One visible difference in the data structure for an object in the vSAN ESA is the use of components for a “performance leg” and a “capacity leg” as described in the post: RAID-5/6 with the Performance of RAID-1 using the vSAN ESA. While the components on the performance leg have a theoretical maximum size of 255GB, this is largely just an implementation detail. The percentages for per-object metadata and global metadata noted above mean that these components will remain relatively small. No capacity sizing considerations are necessary for these performance leg components.
Where to see Capacity Overheads
The results of these capacity overheads in the vSAN ESA will show primarily in the cluster capacity overview and the usage breakdown views in vCenter Server. They will show up under “Replica usage” and “System Usage” but will not necessarily be categorized in the manner described in this post. Provisioned space, used space, and the added object replica data will show in the “VMs” view, as described in the post: Demystifying Capacity Reporting in vSAN.
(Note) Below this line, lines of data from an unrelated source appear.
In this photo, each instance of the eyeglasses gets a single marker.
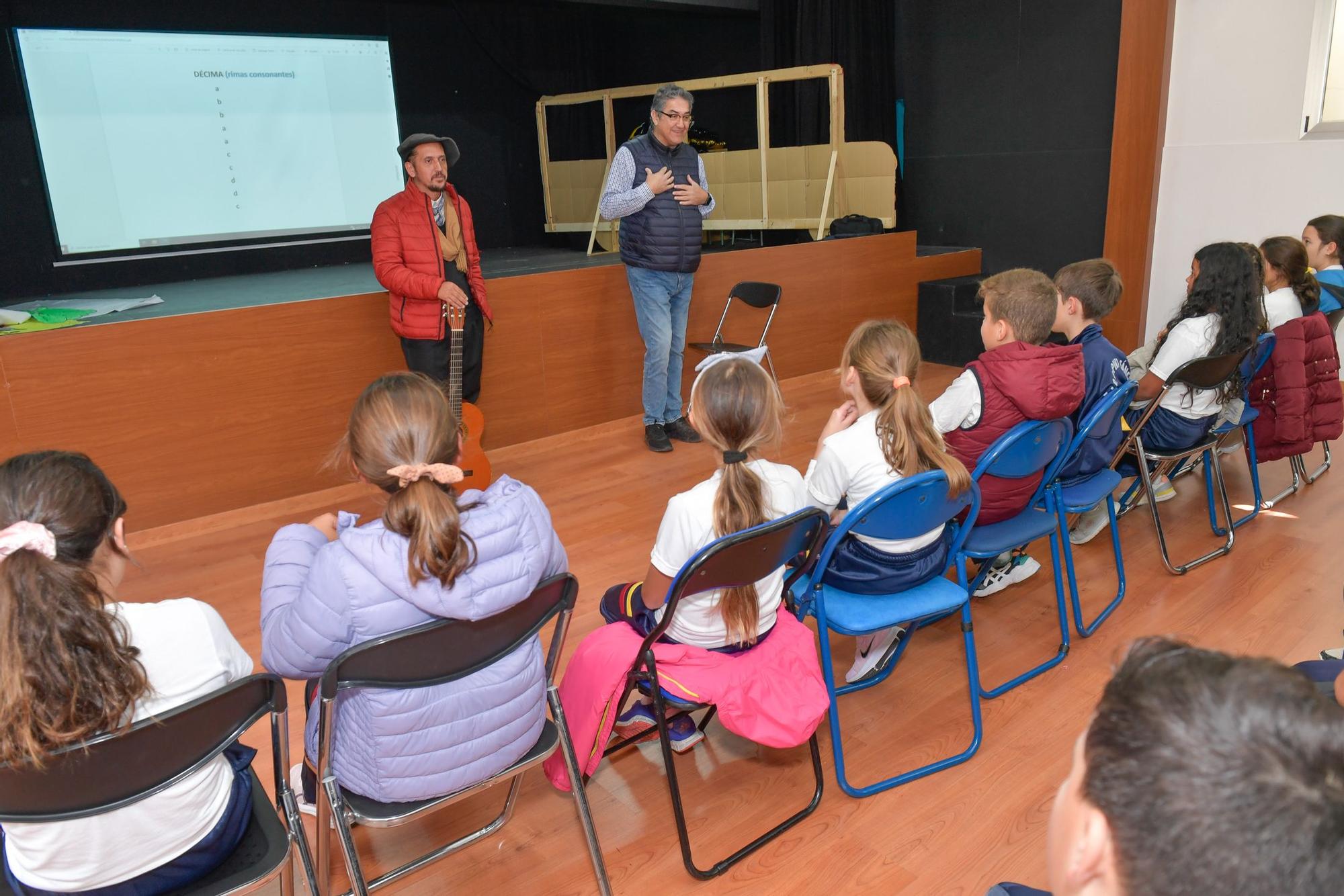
(677, 118)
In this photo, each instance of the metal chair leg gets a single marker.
(1295, 465)
(675, 792)
(577, 789)
(1320, 471)
(1213, 464)
(1087, 629)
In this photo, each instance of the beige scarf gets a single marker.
(451, 237)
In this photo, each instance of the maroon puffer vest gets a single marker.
(1018, 382)
(1298, 393)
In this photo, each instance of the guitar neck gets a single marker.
(455, 373)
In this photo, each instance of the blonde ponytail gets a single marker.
(884, 354)
(739, 409)
(401, 421)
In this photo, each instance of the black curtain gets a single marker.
(857, 34)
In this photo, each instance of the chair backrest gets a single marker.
(905, 510)
(1208, 373)
(1103, 420)
(1027, 449)
(744, 558)
(757, 295)
(444, 651)
(116, 770)
(1256, 359)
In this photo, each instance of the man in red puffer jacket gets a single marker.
(425, 256)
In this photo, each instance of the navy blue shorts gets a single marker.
(1166, 431)
(194, 864)
(861, 569)
(626, 604)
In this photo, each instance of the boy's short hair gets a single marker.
(1218, 774)
(1095, 283)
(1023, 298)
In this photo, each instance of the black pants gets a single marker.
(431, 357)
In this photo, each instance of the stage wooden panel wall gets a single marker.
(206, 413)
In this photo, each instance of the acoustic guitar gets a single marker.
(476, 468)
How to Size a Cluster for Capacity Overheads
The vSAN ReadyNode Sizer is being updated to accommodate the unique design aspects of the ESA. As with the OSA, the vSAN Sizer also can help you ensure you are allowing for sufficient free space in the event of host failures and transient activities. For more information, see the post: "Understanding 'Reserved Capacity' Concepts in vSAN."
As storage devices become denser, the complexity of storing vast amounts of data goes beyond the data itself. The storage and management of the associated metadata is the real challenge. The vSAN ESA was designed to store extraordinary amounts of data but do so in a way that keeps metadata fast, efficient, and scalable.